SW: I visited MIT with my family years and years ago, in 2007, and I remember the distinctive architecture and the lore surrounding the Great Dome and senior pranks. Later, I applied to MIT and didn’t get in, but no hard feelings. I’m excited to explore MIT through Mei’s eyes.
Last question set! What was the hardest part of writing American Panda? What was your favorite part about writing it?
Gloria: The hardest part of writing American Panda was finding the line between fact and fiction. The first draft of my book was essentially a memoir; I didn’t know how to separate my life from the narrative. It took three complete rewrites for the characters and plot to blossom from their real-life counterparts into fiction.
Funnily enough, my favorite part is closely related to the hardest. American Panda forced me to ask my mother questions about her upbringing, mine, and our culture, and it eventually improved our communication and helped us understand each other better. I drew upon all this while writing, and there’s one chapter toward the end of the book that always makes me tear up because it reminds me how far my mother and I have come.

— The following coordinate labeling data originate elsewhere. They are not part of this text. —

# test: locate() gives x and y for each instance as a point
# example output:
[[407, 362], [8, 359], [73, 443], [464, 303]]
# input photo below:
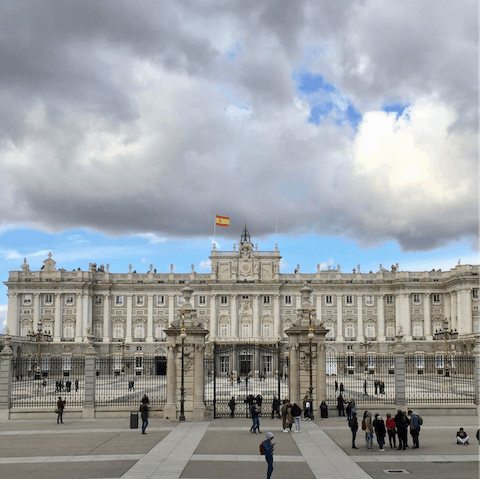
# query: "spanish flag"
[[222, 220]]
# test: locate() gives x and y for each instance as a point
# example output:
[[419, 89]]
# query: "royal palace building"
[[244, 298]]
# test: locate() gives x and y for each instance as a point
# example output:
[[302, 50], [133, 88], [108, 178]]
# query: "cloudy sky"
[[344, 131]]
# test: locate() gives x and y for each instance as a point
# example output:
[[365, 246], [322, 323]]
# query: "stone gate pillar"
[[5, 379]]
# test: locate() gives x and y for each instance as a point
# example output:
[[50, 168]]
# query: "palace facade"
[[244, 298]]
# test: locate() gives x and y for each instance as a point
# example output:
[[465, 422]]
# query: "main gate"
[[243, 370]]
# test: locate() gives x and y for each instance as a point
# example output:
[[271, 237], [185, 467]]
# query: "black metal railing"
[[431, 380], [38, 383], [124, 381], [367, 380]]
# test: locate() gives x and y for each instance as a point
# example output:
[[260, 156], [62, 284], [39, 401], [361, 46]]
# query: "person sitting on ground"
[[462, 437]]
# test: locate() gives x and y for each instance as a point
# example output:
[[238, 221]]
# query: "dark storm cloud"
[[123, 117]]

Thank you so much, Shenwei, for these thoughtful, wonderful questions, and for putting this together for Taiwanese American Heritage Week! I’m honored to be a part of it!

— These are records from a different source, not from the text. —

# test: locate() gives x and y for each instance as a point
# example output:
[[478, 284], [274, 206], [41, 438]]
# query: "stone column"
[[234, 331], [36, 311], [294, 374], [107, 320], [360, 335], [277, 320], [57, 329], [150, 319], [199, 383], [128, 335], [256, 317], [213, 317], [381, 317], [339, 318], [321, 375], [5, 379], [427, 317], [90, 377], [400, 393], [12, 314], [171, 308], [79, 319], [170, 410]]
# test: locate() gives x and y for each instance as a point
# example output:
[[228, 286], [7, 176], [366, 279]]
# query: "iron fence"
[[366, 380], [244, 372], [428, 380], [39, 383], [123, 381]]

SW:I also have to thank you so much for answering these questions so thoroughly. I’m honored to host on you my blog! I can’t wait for more news on American Panda and for it to hit the shelves next spring. 🙂
Gloria Chao is an MIT grad turned dentist turned writer. She currently lives in Chicago with her ever-supportive husband for whom she became a nine-hole golfer (sometimes seven). She is always up for Dance Dance Revolution, cooperative board games, or spontaneous dance parties. She was also once a black belt in kung-fu and a competitive dancer, but that side of her was drilled and suctioned out. American Panda is her debut novel.